Earlier this month the Prime Minister unveiled a new energy support package to help both domestic and business consumers with the rising cost of energy. She also stated her renewed commitment to the energy trilemma, announcing two new reviews – one into the regulatory structures needed to deliver long-term energy security and affordability and another into ensuring that the 2050 net zero target is achieved in a way that is ‘pro-business and pro-growth’.
Britain is to rediscover its enthusiasm for oil and gas, which will boost income to the Treasury (something which is much needed to fund the new support package). It is also planning to build new nuclear reactors, with a commitment to meet 25 per cent of electricity demand through nuclear power by 2050. Alongside an accelerated deployment of green technologies, there is a new ambition for the country to become a net energy exporter by 2040.

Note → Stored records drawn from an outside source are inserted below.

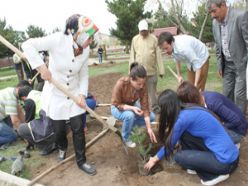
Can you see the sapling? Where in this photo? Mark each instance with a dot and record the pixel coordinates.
(139, 136)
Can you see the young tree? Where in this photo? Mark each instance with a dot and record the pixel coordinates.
(128, 13)
(14, 37)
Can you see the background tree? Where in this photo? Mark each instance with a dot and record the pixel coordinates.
(35, 31)
(174, 15)
(128, 13)
(14, 37)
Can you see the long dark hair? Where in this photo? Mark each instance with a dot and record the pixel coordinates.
(170, 108)
(137, 71)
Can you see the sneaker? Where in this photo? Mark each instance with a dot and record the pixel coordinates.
(48, 151)
(88, 168)
(215, 180)
(189, 171)
(130, 144)
(62, 154)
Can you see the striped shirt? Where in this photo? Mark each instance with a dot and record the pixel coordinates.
(8, 103)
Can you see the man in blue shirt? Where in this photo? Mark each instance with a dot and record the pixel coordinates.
(193, 52)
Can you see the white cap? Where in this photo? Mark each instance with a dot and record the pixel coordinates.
(143, 25)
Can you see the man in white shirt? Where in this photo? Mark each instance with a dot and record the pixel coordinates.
(193, 52)
(145, 51)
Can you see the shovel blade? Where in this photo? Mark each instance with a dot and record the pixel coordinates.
(111, 121)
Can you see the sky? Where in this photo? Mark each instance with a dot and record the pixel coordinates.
(49, 14)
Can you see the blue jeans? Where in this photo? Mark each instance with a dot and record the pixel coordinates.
(236, 137)
(201, 159)
(100, 58)
(130, 120)
(7, 134)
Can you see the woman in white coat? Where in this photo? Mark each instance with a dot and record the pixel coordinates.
(68, 56)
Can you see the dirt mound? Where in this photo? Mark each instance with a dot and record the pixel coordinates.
(114, 166)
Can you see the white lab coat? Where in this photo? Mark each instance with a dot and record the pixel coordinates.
(67, 69)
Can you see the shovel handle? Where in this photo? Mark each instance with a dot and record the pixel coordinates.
(75, 99)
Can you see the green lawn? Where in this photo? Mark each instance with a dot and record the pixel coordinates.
(169, 81)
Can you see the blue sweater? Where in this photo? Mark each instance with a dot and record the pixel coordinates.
(228, 112)
(202, 124)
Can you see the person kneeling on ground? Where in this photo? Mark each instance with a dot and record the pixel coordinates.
(130, 103)
(229, 114)
(206, 147)
(38, 129)
(11, 114)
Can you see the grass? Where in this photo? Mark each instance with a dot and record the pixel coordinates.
(168, 81)
(30, 164)
(7, 71)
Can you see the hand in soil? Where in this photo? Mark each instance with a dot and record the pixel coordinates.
(152, 161)
(152, 135)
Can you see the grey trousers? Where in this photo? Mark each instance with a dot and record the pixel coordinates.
(234, 85)
(152, 91)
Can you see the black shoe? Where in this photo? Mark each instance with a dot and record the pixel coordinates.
(48, 151)
(88, 168)
(62, 155)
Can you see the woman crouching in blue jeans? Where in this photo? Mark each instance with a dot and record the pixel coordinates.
(130, 103)
(207, 150)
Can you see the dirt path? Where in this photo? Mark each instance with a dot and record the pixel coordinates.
(115, 167)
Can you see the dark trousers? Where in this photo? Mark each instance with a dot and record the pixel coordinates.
(46, 144)
(196, 156)
(76, 124)
(234, 85)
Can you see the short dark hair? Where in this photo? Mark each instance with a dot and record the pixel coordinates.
(188, 93)
(23, 83)
(24, 91)
(137, 71)
(72, 24)
(165, 36)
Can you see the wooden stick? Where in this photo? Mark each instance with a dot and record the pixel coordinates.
(91, 142)
(173, 73)
(12, 47)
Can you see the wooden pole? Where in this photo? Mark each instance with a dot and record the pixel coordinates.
(173, 73)
(91, 142)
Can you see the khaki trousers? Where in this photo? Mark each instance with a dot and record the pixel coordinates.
(203, 76)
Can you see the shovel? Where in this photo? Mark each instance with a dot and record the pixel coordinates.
(110, 121)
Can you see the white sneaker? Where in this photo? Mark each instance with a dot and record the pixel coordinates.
(189, 171)
(215, 180)
(130, 144)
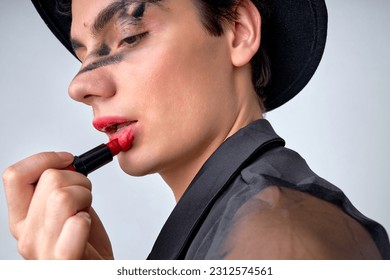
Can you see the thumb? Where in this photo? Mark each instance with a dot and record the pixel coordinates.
(73, 239)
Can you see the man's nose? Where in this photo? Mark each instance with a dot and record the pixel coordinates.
(87, 87)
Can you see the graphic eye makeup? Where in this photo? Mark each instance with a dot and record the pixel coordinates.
(134, 39)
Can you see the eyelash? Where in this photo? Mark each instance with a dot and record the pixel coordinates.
(133, 40)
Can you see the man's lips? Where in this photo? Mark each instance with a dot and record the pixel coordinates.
(117, 128)
(111, 125)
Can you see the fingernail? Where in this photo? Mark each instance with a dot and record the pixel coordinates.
(84, 215)
(65, 156)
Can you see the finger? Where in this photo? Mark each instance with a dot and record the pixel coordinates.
(98, 237)
(20, 178)
(73, 240)
(62, 204)
(50, 182)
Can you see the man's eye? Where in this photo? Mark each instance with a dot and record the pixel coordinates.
(133, 40)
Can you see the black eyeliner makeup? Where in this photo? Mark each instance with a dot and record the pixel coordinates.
(114, 59)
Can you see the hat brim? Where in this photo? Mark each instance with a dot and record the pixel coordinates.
(294, 38)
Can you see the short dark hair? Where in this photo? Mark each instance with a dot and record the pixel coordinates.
(213, 15)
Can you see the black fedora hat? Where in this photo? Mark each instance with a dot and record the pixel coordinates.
(294, 38)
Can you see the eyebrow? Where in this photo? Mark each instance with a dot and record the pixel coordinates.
(101, 21)
(107, 14)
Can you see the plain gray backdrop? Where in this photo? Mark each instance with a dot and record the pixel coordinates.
(339, 123)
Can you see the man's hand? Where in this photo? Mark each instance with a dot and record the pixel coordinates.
(50, 210)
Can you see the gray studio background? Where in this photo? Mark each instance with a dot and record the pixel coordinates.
(339, 122)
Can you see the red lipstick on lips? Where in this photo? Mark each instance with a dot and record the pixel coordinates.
(101, 155)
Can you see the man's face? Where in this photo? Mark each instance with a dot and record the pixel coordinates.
(153, 66)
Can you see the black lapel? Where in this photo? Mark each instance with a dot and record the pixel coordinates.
(214, 177)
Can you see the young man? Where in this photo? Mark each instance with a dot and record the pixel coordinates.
(191, 80)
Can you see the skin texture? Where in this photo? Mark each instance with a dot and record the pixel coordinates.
(164, 80)
(187, 92)
(184, 91)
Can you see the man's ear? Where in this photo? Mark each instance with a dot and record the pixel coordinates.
(245, 33)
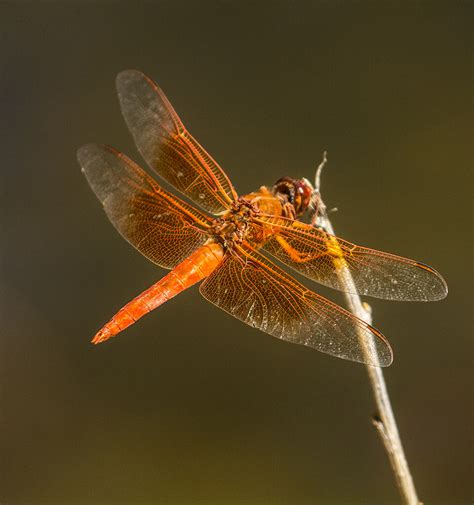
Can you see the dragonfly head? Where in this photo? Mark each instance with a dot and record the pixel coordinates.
(298, 192)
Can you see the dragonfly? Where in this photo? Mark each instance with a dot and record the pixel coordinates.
(227, 242)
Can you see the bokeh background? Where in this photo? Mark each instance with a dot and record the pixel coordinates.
(190, 406)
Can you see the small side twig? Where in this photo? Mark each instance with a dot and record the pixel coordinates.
(384, 420)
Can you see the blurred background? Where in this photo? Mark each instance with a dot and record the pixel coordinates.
(190, 406)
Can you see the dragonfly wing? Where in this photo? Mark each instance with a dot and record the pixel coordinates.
(319, 256)
(162, 227)
(260, 294)
(168, 147)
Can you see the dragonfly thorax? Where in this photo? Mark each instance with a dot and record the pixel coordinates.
(233, 226)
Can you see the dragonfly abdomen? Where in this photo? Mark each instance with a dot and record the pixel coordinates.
(193, 269)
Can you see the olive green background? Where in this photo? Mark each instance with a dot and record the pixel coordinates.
(190, 406)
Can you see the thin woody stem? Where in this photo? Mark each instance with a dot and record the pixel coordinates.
(384, 421)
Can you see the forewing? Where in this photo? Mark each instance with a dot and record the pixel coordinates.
(252, 289)
(319, 256)
(162, 227)
(168, 147)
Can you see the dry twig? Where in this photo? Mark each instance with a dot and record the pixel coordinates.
(384, 420)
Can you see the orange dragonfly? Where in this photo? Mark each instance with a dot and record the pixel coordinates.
(222, 244)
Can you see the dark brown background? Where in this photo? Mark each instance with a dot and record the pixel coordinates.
(190, 406)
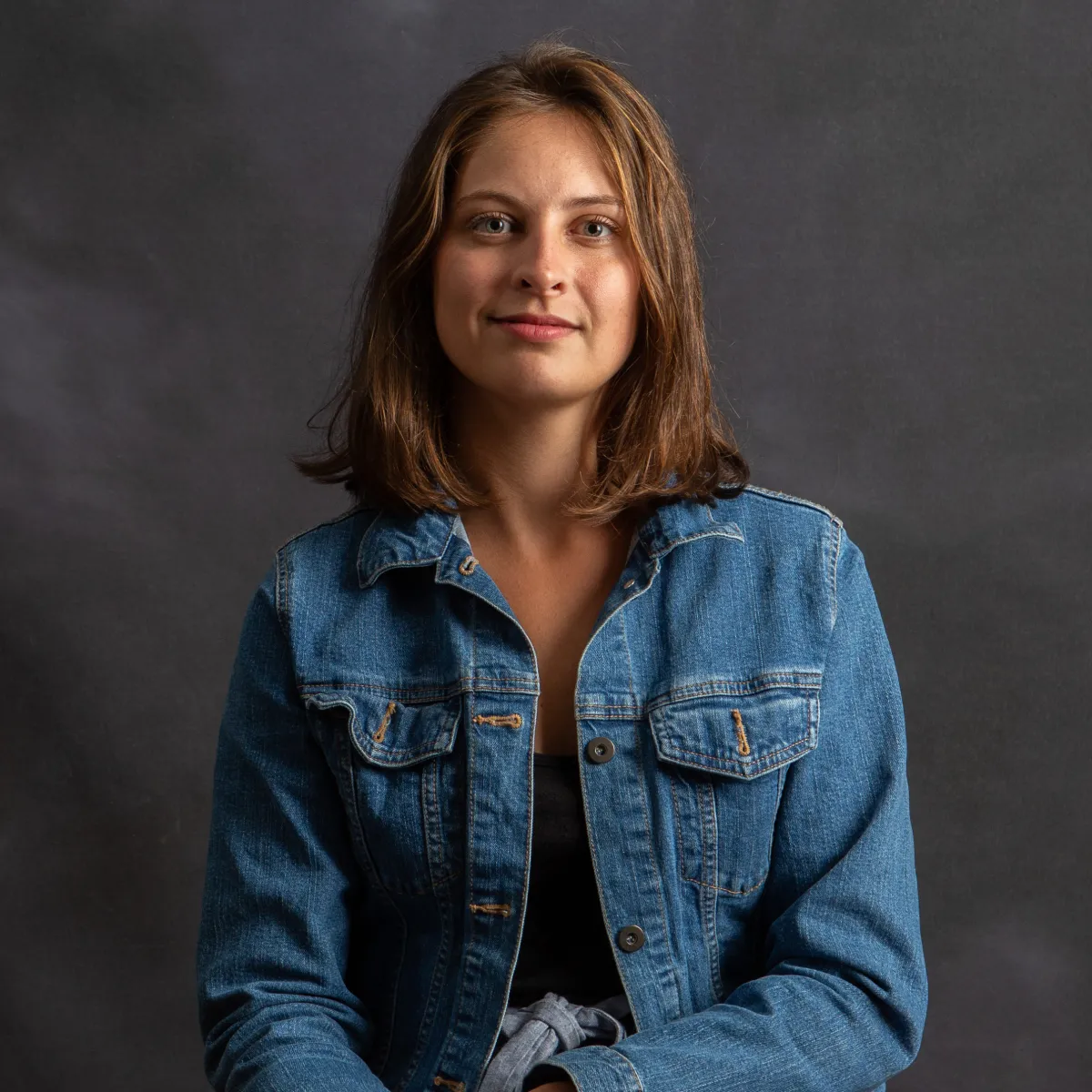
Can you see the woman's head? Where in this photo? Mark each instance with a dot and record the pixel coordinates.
(437, 284)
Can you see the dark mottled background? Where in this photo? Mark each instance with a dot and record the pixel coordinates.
(895, 205)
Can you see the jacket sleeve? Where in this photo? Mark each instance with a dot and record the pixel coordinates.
(841, 1003)
(276, 1013)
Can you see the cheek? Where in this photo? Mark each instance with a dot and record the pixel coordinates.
(460, 284)
(615, 289)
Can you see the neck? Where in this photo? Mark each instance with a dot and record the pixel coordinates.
(529, 461)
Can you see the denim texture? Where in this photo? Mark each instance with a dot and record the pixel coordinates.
(370, 834)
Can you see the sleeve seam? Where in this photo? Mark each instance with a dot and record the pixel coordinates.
(834, 573)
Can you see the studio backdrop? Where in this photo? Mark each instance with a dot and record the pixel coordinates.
(895, 217)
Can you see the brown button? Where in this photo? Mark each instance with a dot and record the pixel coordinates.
(600, 749)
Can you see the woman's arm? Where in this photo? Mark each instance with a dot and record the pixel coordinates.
(276, 1013)
(841, 1004)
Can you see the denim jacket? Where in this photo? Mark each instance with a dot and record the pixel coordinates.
(743, 768)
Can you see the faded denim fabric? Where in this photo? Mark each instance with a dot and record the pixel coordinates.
(371, 824)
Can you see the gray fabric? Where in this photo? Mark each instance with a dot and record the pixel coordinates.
(551, 1025)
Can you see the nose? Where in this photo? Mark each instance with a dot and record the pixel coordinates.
(541, 265)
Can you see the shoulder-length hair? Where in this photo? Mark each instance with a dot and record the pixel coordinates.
(661, 434)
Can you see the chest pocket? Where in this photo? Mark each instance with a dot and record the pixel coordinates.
(726, 758)
(402, 779)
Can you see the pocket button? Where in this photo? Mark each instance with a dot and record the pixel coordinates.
(600, 751)
(631, 937)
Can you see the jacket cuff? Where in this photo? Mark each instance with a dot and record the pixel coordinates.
(598, 1069)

Energy is vital to our society, but it is also a complicated system. The operation of gas and electricity markets is closely linked with physics, particularly in electricity where a lack of storage means that supply and demand must be closely matched in real time. We expect our lights to come on as soon as we press a switch, regardless of how many other people are also pressing their switches at the same time. But this becomes increasingly difficult when the supply of electricity is based on the weather, with each gust of wind or passing cloud affecting output.
It is essential that policymakers get back to basics and remember that each component of the energy trilemma is important, and that none can be ignored if we are to avoid cold, dark and expensive winters. For too long our energy security has been neglected, and we are going to be paying the price for this in the months to come.